Photo by William Claire Greiner ©2003

Phoebe Cary said she wrote the above poem in a small third-story bedroom one Sunday morning in 1852 upon her return from church. 

It was adapted as a hymn tune by Robert Steel Ambrose (1876) and used by the evangelist Dwight L. Moody and gospel singer Ira D. Sankey (1840-1908) during their British evangelistic tours. Sankey claimed that this song had purifying influences upon listeners.  He told the following story.

A gentleman traveling in China found at Macao a company of gamblers in a back room on the upper floor of a hotel.  At the table nearest him was an American, about twenty years old, playing with an old man.  While the gray-haired man was shuffling the cards, the young man, in a careless way, sang a verse of "One Sweetly Solemn Thought," to a very pathetic tune.  Several gamblers looked up in surprise on hearing the singing.  The old man, who was dealing the cards, gazed steadfastly at his partner in the game, and then threw the pack of cards under the table.
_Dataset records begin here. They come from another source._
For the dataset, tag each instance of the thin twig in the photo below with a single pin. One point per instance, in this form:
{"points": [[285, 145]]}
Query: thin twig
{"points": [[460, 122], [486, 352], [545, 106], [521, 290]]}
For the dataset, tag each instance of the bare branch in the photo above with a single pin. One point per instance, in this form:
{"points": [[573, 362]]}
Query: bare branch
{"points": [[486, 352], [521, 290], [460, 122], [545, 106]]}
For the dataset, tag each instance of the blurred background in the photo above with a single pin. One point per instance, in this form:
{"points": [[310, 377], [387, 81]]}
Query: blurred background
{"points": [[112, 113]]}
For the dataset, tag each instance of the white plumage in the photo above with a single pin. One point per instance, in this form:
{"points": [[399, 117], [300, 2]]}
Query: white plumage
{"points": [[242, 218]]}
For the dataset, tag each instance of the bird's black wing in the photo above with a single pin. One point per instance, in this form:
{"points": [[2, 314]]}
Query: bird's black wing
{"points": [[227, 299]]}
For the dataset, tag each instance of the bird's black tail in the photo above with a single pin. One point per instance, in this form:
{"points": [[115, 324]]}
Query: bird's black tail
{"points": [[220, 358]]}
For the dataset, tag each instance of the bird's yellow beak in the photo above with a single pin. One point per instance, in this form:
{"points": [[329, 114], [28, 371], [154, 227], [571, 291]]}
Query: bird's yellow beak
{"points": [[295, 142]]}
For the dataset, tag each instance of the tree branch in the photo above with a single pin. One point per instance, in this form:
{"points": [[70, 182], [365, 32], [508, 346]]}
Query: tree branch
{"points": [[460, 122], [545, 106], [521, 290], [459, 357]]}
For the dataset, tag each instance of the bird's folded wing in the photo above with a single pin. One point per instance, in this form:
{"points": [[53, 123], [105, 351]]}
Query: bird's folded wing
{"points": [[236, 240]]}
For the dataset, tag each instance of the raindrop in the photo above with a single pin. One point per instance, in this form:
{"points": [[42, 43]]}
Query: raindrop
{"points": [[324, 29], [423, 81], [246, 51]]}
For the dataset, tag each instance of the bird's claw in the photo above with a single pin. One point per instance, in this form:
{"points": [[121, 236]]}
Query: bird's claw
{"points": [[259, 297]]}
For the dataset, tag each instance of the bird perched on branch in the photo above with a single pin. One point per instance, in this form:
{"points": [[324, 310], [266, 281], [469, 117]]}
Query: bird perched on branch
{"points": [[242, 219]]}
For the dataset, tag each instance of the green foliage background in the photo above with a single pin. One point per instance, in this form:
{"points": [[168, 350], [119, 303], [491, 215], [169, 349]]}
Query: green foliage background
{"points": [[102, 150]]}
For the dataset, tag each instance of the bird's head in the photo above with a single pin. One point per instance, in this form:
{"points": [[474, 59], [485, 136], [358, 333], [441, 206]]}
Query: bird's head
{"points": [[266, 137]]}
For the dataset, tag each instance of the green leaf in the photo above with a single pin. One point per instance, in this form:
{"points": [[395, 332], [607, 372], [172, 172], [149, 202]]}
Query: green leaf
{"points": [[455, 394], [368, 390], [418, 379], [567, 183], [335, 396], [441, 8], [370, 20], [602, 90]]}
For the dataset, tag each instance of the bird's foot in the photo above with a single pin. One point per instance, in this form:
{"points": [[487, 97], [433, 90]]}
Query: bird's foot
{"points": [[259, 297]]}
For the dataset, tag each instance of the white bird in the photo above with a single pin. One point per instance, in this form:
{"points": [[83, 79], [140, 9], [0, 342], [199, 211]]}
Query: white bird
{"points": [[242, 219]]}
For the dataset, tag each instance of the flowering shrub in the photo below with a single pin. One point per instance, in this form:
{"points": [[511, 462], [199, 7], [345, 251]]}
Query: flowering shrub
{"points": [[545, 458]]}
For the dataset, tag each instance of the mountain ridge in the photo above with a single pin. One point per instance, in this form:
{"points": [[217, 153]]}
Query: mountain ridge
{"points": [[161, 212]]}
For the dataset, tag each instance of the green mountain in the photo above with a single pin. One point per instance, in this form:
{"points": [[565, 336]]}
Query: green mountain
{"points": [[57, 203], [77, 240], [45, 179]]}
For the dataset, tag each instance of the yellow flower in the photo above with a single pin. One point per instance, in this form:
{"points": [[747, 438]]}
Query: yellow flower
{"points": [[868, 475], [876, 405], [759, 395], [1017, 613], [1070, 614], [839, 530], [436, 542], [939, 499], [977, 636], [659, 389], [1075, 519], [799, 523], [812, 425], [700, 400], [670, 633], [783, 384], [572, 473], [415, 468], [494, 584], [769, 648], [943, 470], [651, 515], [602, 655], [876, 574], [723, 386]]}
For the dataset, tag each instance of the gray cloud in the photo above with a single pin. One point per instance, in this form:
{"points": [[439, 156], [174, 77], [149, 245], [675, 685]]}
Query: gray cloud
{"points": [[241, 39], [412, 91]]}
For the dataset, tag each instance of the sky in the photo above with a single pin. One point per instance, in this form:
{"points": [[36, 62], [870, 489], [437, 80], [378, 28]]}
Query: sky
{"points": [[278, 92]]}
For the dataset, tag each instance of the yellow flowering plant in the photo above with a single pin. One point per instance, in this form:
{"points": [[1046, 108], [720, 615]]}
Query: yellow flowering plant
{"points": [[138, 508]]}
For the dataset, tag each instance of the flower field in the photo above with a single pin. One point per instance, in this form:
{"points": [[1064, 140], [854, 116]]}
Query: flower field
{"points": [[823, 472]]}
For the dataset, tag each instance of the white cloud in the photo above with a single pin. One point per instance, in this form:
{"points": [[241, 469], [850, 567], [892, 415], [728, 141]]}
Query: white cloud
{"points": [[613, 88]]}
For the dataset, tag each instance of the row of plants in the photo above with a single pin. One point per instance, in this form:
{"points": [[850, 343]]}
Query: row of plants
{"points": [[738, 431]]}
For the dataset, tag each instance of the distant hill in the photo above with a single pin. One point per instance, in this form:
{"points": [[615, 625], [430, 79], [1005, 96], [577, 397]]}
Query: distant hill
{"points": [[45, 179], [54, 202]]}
"Where did you learn that song?" he asked.  The young man pretended that he did not know what he had been singing.  "Well, no matter" said the old man, "I have played my last game, and that's the end of it.  The cards may lie there till doomsday, and I'll never pick them up."  Having won a hundred dollars from the young man, he took the money from his pocket and, handing it over the latter, said, "Here, Harry, is your money. Take it and do good with it.  I shall with mine."

The traveler followed them downstairs, and at the door heard the old man still talking about the song which the young man had sung.  Long afterward a gentleman in Boston received a letter from the old man, in which he declared that he had become a "hard working Christian" and that his young friend also had renounced gambling and kindred vices.